The evidence is conflicting as to the time the notation was made on the note. Plaintiff testified that it was made at the time of its execution and the defendant testifies to the contrary. This is the only evidence offered on this issue. The trial court in the journal entry makes the following finding:
"The court, after being fully advised in the premises, finds that the allegations of the plaintiff's petition are true, in so far as the suit of plaintiff on the note is concerned, and the court finds that no material alteration of said note was made by plaintiff, or any other person, after the execution and delivery of the same; and the court further finds that the words 'Security: 1-Flat Work Ironer,' placed on the lower lefthand margin of said note was and is a mere memorandum of the alleged agreement for security against one flat work ironer, and the same was not in any manner a part of said note nor an alteration thereof."
The finding is somewhat ambiguous. We, however, construe it to be a finding that the notation was not made after the execution of the note. If the notation was made at the time of the execution of the note, it certainly would not constitute an alteration. The evidence on this issue was conflicting, and under the construction given the findings of the court, it is not necessary to pass on the effect of the notation in the event it had been established that it was made subsequent to the execution of the note. There being no finding of the trial court that the notation was made subsequent to the execution of the note, and the evidence on this question being conflicting, we will not reverse the judgment of the trial court, and it is accordingly affirmed.
Plaintiff requests that this court enter judgment on the supersedeas bond. It appears that such bond was executed by defendant and United States Fidelity Guaranty Company, a corporation, as surety.
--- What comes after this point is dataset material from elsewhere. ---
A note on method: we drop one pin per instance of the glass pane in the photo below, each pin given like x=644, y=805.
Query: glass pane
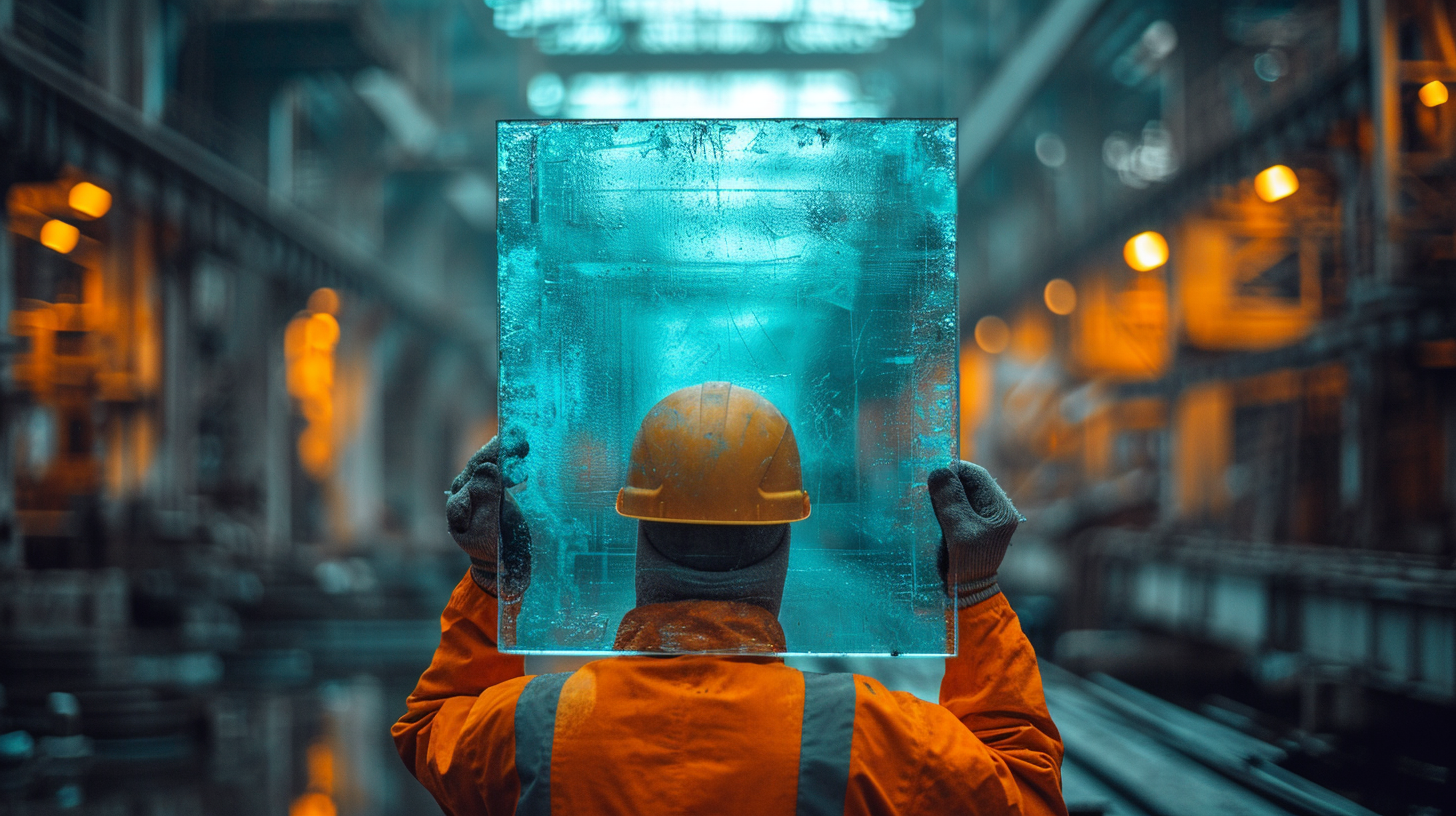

Judgment was rendered in the trial court in favor of plaintiff for the sum of $654.16, with interest thereon at rate of 6 per cent. per annum. from April 22, 1929, and costs taxed in the sum of $10.85. It is therefore ordered, considered, and adjudged that Plaintiff, George W. Caldwell, have and recover against the defendant, J.A. Caldwell, as principal, and United States Fidelity Guaranty Company, a corporation, as surety, the sum of $654.16, with interest thereon at 6 per cent. per annum from April 22, 1929, until paid, together with the cost of the action.
LESTER, C. J., and RILEY, CULLISON, SWINDALL, ANDREWS, and KORNEGAY, JJ., concur. CLARK, V. C. J., and McNEILL, J., absent.
Note. — See under (1) 2 R. C. L. 206, 207.